De tal manera, el colapso del régimen militar significó también la desarticulación relativamente repentina de las condiciones políticas, económicas y estratégicas que habían fungido entre 1955 y 1983 como base de sustentación del esquema organizativo-funcional militar, tal cual se conformaba en esos momentos. En el siguiente apartado describiremos esas circunstancias.


  1. Considerando un período histórico iniciado a partir del siglo XX, se puede mencionar entre otros a Logia San Martín, una entidad clandestina organizada durante la administración de Hipólito Yrigoyen (1916-1922) orientada a preservar criterios profesionales ante lo que un grupo de oficiales consideraba una inadecuada injerencia política del gobierno de turno. También el rol político jugado por el general Agustín P. Justo –militar en actividad– como ministro de Defensa del presidente radical Torcuato de Alvear (1922-1928), posterior articulador de la agrupación política conservadora Concordancia, artífice del régimen fraudulento que se extendió hasta 1943 y presidente de la Nación (1932-1938). Los grupos militares de orientación política radical que protagonizaron motines y rebeliones contra el régimen democrático fraudulento establecido por el mismo Justo durante la década de los años 30. Los grupos militares que, agrupados en diferentes fracciones –de las cuales la más conocida es el Grupo de Oficiales Unidos (GOU) –, impulsaron el golpe de Estado de 1943.

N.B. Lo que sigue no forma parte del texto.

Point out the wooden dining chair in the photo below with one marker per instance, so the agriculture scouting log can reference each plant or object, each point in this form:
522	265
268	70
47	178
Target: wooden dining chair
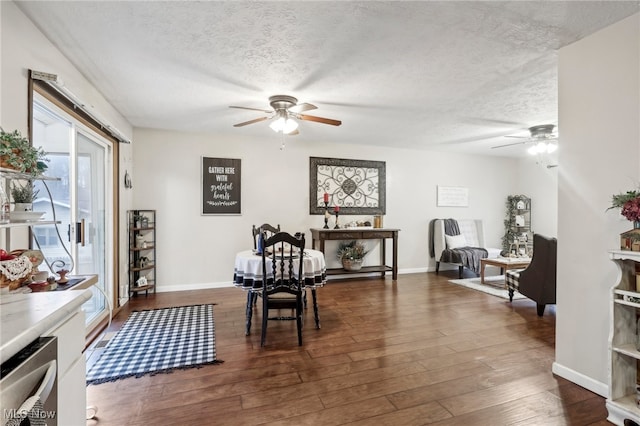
255	232
282	260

  2. Para una descripción y reflexión histórica sobre una parte significativa de este período, véase Potash (1994).
  3. Para una detallada y abarcadora historia sobre la última dictadura militar argentina, véase Águila (2023).
  4. Para una descripción amplia y bien documentada sobre los vínculos políticos y estratégicos entre los Estados Unidos y el conjunto de Estados del continente en el marco del conflicto Este-Oeste, véase Connel-Smith. Del mismo modo, y específicamente sobre cooperación militar y asistencia de seguridad entre Estados Unidos de Norteamérica y los Estados latinoamericanos en ese período, véase Veneroni (1974).
  5. Para una descripción sobre el desarrollo de la doctrina de la seguridad nacional en las Fuerzas Armadas de la República Argentina, véase López (1985, pp. 101-143).
  6. Para una descripción acabada véase Chiarini y Portugheis – Coordinadores- (2014, pp. 21-23).
  7. Para una descripción del desarrollo de la doctrina contrainsurgente de los Estados Unidos, véase Meachling (1990, pp. 33-64).
  8. De hecho, en 1946, durante la primera administración de Juan Domingo Perón y en el marco de un proceso de modernización institucional de la defensa y material y profesional de las Fuerzas Armadas, se conformó el Estado Mayor de Coordinación. A partir de 1955, al compás del empoderamiento político de las Fuerzas Armadas y la reconfiguración doctrinaria de la defensa, esta instancia perdió relevancia aceleradamente.
  9. Para un desarrollo detallado del Plan Europa, véase Mazzei (2012, p. 214 y ss.).
  10. Para una descripción detallada de la estructura, el despliegue, dotaciones de equipamiento y personal de las Fuerzas Armadas argentinas hacia principios de la década del 80, véase el apartado dedicado a estas por el International Institute for Strategic Studies (1981).
  11. Sobre la circunstancia de la conversión de las Fuerzas Armadas argentinas en un actor político autónomo, véase Castiglione (1992, pp. 14-27).
  12. Para una descripción y reflexión crítica y profesional sobre el desempeño militar de las Fuerzas Armadas argentinas durante esa guerra, véase el Informe Final de la Comisión de Análisis y Evaluación de las Responsabilidades en el Conflicto del Atlántico Sur (Ministerio de Defensa, 2012 [1983]).